This is the 1st real letter I've ever written you. Sorry it took me so long but the fact that you are never going to read it had something to do with it. I thought I might update you on what has been going on in my life since you left but it has been 15 years so it would take me forever and since I have a baby I don't have that kind of time. Yes, you have a granddaughter and she looks exactly like you. We even call her Sergita sometimes. She has your same expressions and everything. Some days I think it is you. I wish you could see her, she is beautiful.
I married the best man I ever met. He is American so I'm teaching him Spanish. He is a great dad. I know you would have liked him a lot. Everybody does. I pray to God everyday that we never loose him like I lost you. It's been so hard. I still miss you so much, I will miss you for the rest of my life.
I live in San Diego, I try to stay away from everyone I know you would understand why. It's peaceful, nobody yells my name. Your birthday is coming up, that is pretty much the only time I make it to church.

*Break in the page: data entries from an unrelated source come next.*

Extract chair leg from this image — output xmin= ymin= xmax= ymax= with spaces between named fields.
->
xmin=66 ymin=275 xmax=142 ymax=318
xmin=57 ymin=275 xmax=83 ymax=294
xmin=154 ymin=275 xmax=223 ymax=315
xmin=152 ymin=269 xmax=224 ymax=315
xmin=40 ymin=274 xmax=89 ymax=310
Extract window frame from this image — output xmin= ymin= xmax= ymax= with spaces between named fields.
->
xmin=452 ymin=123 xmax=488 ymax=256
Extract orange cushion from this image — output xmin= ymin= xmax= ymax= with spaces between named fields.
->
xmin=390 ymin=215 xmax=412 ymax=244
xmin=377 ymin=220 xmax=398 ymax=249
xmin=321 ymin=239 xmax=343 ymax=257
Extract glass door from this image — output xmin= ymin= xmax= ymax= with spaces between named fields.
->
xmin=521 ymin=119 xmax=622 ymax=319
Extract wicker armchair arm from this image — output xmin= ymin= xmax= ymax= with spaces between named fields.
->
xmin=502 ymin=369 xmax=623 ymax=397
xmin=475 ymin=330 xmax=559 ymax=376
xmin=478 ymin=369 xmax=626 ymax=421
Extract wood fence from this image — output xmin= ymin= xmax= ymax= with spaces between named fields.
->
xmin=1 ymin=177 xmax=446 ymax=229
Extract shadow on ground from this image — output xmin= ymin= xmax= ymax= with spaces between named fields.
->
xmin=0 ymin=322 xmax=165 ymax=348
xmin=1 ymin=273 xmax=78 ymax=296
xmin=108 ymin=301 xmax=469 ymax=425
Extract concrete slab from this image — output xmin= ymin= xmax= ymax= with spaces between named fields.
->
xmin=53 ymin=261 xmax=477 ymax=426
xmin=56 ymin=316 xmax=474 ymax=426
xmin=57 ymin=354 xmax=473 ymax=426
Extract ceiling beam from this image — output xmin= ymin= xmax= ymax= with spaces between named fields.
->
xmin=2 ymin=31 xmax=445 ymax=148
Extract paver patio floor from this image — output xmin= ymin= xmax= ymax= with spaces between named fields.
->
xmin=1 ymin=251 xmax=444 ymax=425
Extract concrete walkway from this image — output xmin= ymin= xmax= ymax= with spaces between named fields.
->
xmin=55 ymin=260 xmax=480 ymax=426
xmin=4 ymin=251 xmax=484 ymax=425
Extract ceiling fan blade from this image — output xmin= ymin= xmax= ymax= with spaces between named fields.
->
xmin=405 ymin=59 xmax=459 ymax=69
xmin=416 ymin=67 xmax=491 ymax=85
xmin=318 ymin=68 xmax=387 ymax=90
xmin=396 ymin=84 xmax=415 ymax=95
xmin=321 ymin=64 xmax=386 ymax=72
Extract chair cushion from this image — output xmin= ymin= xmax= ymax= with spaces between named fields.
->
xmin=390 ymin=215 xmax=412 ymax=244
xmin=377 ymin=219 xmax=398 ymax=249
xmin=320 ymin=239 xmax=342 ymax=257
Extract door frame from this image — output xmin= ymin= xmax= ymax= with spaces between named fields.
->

Different church every time. I hope that changes now that I have a family and a home. I desperately wanted stability but nobody told me it would take getting used to. My old self still feels like she has to run but it's just the habit, and the I realize I am very happy here and I no longer need to flee. I am so proud to say I have finally found my place.
Thank you for not abandoning us voluntarily like some dads do. I know you fought for us and you did great. I will never forget that and I haven't forgotten what you said. And daddy, I love you too. I will be thinking of you. Happy birthday wherever you are.